Чаще всего сходились мы трое: Гриша, я и весёлый Серафим. Гриша волнуется, машет руками на меня, Серафим свистит, потряхивая кудрями, улыбается.
Как-то раз спросил я его:
— Серафим, а ты, бродяга, в господа веруешь?
— Потом, — говорит, — скажу, подожди лет тридцать. Ударит мне под шестьдесят, я, наверное, буду знать, верую ли, а сейчас я этого не понимаю; врать же — охоты нет!
И начнёт рассказывать про море. Говорил он о нём, как о великом чуде, удивительными словами, тихо и громко, со страхом и любовью, горит весь от радости и становится подобен звезде. Слушаем мы его, молчим, и даже грустно от рассказов его об этой величавой живой красоте.
— Море, — жгуче говорил он, — синее око земли, устремлённое в дали небес, созерцает оно надмирные пространства, и во влаге его, живой и чуткой, как душа, отражаются игры звёзд — тайный бег светил. И если долго смотреть на волнение моря, то и небеса кажутся отдалённым океаном, звёзды же — золотые острова в нём.
Гриша, бледный, слушает его и, улыбаясь тихой, как бы лунной, улыбкой, печально шепчет:
— И пред лицом сих тайн и красот мы — только торгуем! Ничего более… О, господи!

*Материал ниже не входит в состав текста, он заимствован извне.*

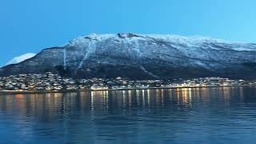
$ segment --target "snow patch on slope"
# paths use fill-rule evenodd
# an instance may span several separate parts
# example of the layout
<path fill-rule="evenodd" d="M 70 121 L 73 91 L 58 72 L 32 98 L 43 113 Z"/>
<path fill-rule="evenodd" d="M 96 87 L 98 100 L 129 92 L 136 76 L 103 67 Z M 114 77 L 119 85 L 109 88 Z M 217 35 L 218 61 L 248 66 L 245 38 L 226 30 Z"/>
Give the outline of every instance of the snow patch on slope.
<path fill-rule="evenodd" d="M 21 56 L 15 57 L 13 59 L 11 59 L 10 61 L 9 61 L 6 63 L 6 66 L 10 65 L 10 64 L 20 63 L 26 59 L 29 59 L 32 57 L 34 57 L 35 55 L 36 55 L 36 54 L 34 54 L 34 53 L 27 53 L 27 54 L 22 54 Z"/>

Или начинает Серафим о Кавказе говорить — представит нам страну мрачную и прекрасную, место, сказке подобное, где ад и рай обнялись, помирились и красуются, братски равные, гордые величием своим.
— Видеть Кавказ, — внушает Серафим, — значит видеть истинное лицо земли, на коем — не противореча — сливаются в одну улыбку и снежная чистота души ребёнка и гордая усмешка мудрости дьявольской. Кавказ — проба сил человека: слабый дух подавляется там и трепещет в страхе пред силами земли, сильный же, насыщаясь ещё большей крепостью, становится высок и остр, подобно горе, возносящей алмазную вершину свою во глубину небесных пустынь, а вершина эта — престол молний.
Вздыхает Гриша и тихо спрашивает:
— Кто укажет душе путь её? К миру или прочь от него идти надо? Что признать и что отринуть?